A 25 years old Kosovan man was deported for sharing online propaganda in late 2016, reports the Giornale di Brescia.

Gaffur Dibrani had been living in the country for 10 years before being deported. The Interior Ministry said his computer contained "documents and files of jihadist propaganda, as well as contacts with two well-known Islamists". He also had liked propaganda videos on the social network.

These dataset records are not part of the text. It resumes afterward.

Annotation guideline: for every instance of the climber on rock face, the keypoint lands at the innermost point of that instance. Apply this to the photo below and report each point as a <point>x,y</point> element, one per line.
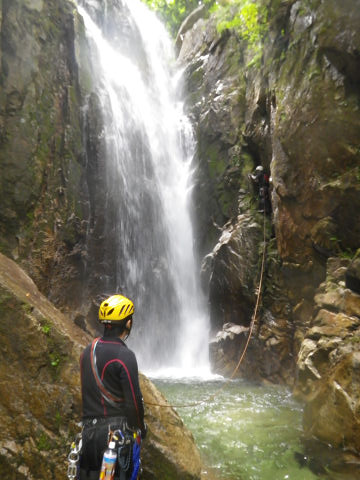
<point>261,182</point>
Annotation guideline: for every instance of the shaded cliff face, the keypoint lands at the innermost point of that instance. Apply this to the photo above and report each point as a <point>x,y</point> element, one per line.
<point>43,189</point>
<point>295,112</point>
<point>40,392</point>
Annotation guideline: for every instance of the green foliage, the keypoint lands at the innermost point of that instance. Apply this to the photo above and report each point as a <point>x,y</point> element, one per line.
<point>248,19</point>
<point>174,12</point>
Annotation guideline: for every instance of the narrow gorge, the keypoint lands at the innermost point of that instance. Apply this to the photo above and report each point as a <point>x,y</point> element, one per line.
<point>127,167</point>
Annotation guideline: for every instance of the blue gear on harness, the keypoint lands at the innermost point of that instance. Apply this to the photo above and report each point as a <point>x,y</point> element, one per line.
<point>128,448</point>
<point>136,457</point>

Dibrani distanced himself from radical Islam and denied having intentionally shared jihadist propaganda. According to the prosecution, he liked and shared anti-West material on Facebook, including a picture of his two year-old son adorned with the Isis flag. One section of footage showed an Isis fighter asking Allah to "accept him as a martyr" and calling on other men to join the fight in Syria. His lawyer said that he "[hadn't] realised what he had done".

On two occasions prior to the ruling, a Brescia court said that there was not enough evidence against Dibrani, pointing out that: "Evoking holy war does not necessarily result in the creation of organised structures aimed at carrying out terrorist acts." It also stated that he had not made a "clear reference to Isis". As a result, Dibrani walked free two weeks after his arrest.

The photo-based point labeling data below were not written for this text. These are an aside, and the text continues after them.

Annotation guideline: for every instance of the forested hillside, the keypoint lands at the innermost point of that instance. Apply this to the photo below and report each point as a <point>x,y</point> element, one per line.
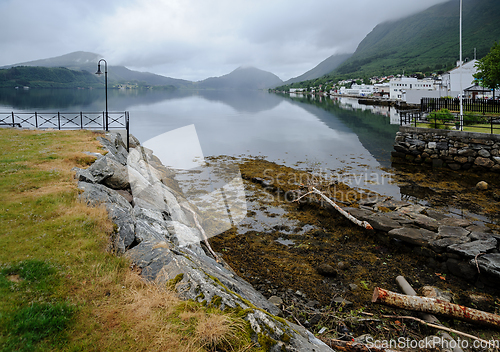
<point>426,42</point>
<point>44,77</point>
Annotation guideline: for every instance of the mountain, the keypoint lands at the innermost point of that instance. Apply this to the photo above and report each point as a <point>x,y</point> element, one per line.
<point>243,78</point>
<point>324,67</point>
<point>87,62</point>
<point>47,77</point>
<point>427,41</point>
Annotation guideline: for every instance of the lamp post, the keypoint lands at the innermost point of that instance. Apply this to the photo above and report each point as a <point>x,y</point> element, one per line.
<point>99,72</point>
<point>461,68</point>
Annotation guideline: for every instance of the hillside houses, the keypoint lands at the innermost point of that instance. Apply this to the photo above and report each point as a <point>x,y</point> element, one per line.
<point>410,89</point>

The Brescia prosecutor appealed his local court's decision to the Court of Cassation. The Court ruled it was "self-evident," that Dibrani has openly praised Isis online, and that the Brescia court of reviews had disregarded his connections with two other suspected extremists.

The Court also ruled that there should be no distinction between someone just clicking "Like" on a propaganda video and actively sharing it. According to the Court, this constitutes the same level of offence.

A video one likes will not end up on their Facebook "wall," but it will appear on their friends' timelines, having the same effect as a share.

The Court of Cassation ruled that Dibrani be immediately deported from Italy.

Since the beginning of 2015, Italy has taken a hard stance on extremism and apology of terrorism. People acting as "remote fighters" for Isis or who recruit on behalf of the terrorists could face up to six years in jail.